Now, one thing that happens when you get good at, at this is that green time of engineering work becomes your team's premium time. Um, and groups that see that your, your team doesn't, uh, is not busy on toil all the time. There could be, uh, instances where teams try to just dump more of their toil, work on you. And this is where the next step of what we implemented comes into play. Um, we wanted to make sure that we were selective with the work that we took on, um, because once you free up that time and you have, you have that time to work, um, you have a choice. You can either bring on work that actually helps make your team stronger, or you can take whatever's dumped onto you. And I love this quote by Damon Edwards, which, which illustrates this.
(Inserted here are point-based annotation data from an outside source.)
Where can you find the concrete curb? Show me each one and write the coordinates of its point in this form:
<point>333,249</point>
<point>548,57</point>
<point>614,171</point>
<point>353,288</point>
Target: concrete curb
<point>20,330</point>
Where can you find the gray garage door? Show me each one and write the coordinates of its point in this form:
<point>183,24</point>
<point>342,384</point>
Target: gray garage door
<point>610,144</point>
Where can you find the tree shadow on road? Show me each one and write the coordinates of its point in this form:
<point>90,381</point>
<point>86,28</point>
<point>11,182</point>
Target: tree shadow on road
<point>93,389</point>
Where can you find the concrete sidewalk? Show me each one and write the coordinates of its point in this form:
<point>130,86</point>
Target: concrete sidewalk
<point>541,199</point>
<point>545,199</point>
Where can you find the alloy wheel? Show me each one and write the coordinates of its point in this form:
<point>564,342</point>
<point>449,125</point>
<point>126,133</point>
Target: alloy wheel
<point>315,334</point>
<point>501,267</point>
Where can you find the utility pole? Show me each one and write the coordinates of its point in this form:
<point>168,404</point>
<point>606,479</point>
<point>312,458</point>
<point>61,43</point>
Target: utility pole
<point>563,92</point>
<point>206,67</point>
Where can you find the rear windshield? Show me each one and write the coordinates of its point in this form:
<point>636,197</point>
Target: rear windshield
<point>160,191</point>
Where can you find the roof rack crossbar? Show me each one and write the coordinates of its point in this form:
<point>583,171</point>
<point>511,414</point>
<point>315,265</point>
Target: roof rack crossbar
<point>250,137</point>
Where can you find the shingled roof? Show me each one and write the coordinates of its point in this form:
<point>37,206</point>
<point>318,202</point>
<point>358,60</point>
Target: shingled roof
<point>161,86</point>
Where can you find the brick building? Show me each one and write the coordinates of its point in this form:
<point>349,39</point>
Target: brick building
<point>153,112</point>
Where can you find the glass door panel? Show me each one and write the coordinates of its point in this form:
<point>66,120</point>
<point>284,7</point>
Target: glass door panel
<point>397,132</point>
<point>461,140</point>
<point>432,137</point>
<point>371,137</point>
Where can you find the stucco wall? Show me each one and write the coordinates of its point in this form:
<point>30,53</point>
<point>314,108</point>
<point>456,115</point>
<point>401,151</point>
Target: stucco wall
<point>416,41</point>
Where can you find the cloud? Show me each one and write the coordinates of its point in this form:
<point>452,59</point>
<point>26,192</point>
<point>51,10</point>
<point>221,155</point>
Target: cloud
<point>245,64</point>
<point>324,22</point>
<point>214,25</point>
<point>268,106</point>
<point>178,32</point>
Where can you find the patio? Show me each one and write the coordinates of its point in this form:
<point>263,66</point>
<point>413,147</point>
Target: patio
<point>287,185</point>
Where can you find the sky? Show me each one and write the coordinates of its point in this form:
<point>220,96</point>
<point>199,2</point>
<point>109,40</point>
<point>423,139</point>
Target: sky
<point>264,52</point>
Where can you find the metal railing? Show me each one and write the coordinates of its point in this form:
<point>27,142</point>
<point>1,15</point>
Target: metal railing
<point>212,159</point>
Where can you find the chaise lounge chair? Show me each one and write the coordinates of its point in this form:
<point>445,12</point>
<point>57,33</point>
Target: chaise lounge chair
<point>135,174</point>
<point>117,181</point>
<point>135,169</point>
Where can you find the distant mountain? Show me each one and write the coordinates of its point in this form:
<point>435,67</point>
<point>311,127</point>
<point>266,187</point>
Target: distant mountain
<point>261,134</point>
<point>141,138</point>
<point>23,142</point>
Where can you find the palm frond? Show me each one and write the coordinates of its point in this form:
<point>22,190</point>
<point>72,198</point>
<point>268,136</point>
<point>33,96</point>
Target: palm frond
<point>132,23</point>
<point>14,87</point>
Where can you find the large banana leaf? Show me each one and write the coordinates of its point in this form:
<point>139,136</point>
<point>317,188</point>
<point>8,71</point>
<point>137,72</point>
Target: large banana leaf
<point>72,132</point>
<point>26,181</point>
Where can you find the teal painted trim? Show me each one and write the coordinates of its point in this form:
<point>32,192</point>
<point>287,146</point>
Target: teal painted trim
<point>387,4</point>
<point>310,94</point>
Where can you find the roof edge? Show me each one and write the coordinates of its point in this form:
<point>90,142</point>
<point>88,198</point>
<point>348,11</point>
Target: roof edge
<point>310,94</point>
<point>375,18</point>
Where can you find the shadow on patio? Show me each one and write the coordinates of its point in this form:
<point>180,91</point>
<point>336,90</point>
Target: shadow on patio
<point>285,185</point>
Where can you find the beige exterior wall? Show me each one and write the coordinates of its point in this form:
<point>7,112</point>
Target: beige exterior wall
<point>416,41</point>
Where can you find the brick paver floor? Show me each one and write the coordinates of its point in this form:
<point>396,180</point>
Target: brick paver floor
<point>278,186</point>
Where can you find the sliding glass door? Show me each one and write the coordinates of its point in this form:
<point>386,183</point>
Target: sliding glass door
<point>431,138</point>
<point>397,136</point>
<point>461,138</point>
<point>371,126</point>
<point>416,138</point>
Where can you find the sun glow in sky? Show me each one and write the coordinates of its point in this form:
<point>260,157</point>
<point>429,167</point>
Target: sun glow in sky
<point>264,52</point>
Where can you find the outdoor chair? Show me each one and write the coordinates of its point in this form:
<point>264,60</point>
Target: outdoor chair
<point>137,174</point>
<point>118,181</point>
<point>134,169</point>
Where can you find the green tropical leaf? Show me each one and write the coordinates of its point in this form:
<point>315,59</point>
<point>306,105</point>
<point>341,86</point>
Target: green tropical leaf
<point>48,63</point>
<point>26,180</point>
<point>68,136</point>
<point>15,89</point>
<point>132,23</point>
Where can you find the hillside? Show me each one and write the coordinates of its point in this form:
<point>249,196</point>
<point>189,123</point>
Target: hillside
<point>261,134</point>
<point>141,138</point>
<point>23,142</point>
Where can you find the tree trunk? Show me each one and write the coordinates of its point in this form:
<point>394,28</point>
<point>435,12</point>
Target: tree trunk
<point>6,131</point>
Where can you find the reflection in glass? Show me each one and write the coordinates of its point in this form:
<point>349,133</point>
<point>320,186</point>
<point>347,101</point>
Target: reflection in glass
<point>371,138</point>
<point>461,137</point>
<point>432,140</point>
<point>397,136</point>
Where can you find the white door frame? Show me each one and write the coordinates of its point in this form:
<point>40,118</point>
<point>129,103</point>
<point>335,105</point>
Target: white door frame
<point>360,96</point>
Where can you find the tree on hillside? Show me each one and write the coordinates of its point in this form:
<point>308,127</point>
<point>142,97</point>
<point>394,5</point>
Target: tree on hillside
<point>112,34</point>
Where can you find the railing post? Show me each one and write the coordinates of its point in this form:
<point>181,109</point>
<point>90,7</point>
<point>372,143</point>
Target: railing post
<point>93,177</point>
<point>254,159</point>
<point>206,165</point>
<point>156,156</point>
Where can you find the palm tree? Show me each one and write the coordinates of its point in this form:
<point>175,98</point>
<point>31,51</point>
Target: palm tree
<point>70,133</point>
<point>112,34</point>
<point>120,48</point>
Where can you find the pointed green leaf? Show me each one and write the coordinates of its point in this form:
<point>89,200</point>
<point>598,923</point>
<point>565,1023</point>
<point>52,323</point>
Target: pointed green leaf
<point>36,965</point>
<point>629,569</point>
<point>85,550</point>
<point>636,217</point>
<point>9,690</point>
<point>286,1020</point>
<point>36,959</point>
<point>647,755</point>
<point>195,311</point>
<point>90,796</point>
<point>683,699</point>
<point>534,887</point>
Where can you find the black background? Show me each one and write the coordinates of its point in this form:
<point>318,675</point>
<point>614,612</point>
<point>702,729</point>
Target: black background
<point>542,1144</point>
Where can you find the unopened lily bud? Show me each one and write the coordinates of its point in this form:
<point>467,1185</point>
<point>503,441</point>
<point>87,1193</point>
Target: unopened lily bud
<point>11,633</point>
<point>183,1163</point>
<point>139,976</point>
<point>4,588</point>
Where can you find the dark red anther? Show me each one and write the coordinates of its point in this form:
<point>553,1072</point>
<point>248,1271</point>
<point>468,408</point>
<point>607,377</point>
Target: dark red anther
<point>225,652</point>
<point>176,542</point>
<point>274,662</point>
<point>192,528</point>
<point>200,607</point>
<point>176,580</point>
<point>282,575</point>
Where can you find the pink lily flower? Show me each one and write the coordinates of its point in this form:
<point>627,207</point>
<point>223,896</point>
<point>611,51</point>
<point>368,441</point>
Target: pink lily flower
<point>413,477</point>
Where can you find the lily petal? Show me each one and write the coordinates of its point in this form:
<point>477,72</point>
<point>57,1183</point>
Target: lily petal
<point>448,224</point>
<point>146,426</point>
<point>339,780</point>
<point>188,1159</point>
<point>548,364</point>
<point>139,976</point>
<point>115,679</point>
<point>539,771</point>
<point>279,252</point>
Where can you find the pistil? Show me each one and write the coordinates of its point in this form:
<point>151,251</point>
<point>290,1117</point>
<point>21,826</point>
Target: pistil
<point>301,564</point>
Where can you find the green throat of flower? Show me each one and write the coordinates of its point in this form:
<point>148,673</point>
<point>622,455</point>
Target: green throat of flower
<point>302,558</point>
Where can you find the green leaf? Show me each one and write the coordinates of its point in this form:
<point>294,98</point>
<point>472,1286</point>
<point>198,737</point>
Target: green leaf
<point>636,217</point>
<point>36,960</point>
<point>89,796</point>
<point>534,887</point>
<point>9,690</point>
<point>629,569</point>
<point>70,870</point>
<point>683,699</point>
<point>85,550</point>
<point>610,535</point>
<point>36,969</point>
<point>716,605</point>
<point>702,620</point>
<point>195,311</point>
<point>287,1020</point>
If an SRE team cannot regulate its own workload, it becomes the aggrieved party.

00:21:00

It becomes the, the group that no matter what, no matter how bad a, an offering a software engineering team, uh, throws over the wall and gives to you, uh, you have to take it, you have to support it. Um, in software strategy and transformation, as the leader of this SRE group, I stopped that. I did not just say we'll take anything that a software engineering group gives to us. Instead, we started creating a maturity model that allowed us to determine what work we wanted to take on. So we looked at it like this. What if handing off to our SRE group was not a right, but something that needed to be earned. We started treating our SRE group as a premium service that people would want to offload their work to, but it has to do things in order to do so. Um, a benefit is it encourages standards.

00:21:49

It encourages teams to not be as snowflake. And it allows us to get the benefits of economies of scale working with, you know, if the team is using promethium, you know, that's something we're really strong at. So we'll, that's, that's a checkbox. We'll take a team on, as long as they're, they're putting out good end points that we can scrape with with Promethease. Um, if, if, uh, they're using containers, a good containerization strategy that fits in with ours, you know, it makes it that much easier for us to support that. Um, if they don't, what we can do is send one of our engineers, our SRE engineers, to work on that team for a while and find out is it possible to get this team to align with what we, with what we're willing to take on? If so we do that. If w if not, we say you'll, you'll have to either find another team or continue to work in dev ops fashion on your own.

00:22:42

Um, so just to recap what we went over, uh, in, in this presentation, um, building confidence in your SRE team can be happened when you, uh, build your teams automation skills, or at least that's what we did. Uh, we were able to get teams to trust us more by giving them wins with, with the strength that we already had with automation. All right, we track down and eliminate toil. You know, if you become a really popular SRE team, you're not going to want to spend all your time on toil and, you know, overloading your engineers on that work. Instead, you want them to be able to find some joy and some engineering work to really solve problems that come, come to them. And third, we were selective about our workload. It's one of the only ways that you can make sure that you have that time for engineering work.

00:23:33

All right. So that's, that's where our team is now. The SRE team that I lead is now, um, and our next step that we're going to take could use a lot of conversation with you, people and possibly get some advice. Um, the help that I'm looking for at this point is who's actually doing error budgets for real out there who has created a good relationship with your software engineer team. In order to say, you know, there are error budgets that we have in place, and if you fall below those standards, there are consequences. Um, we've tried it in the past. Uh, and quite frankly, uh, priorities would always weigh out over what we called, error budgets, what we called important. So I'd love to see how you got leadership to really buy in and how you got individual contributors to be okay with this SRE team. Being able to set standards of quality to the point where they could say stop creating new features and start working on the errors that you're creating as a group. And with that, I say, thank you so much. And I hope you can build your own, uh, confidence in your SRE team. Thank you.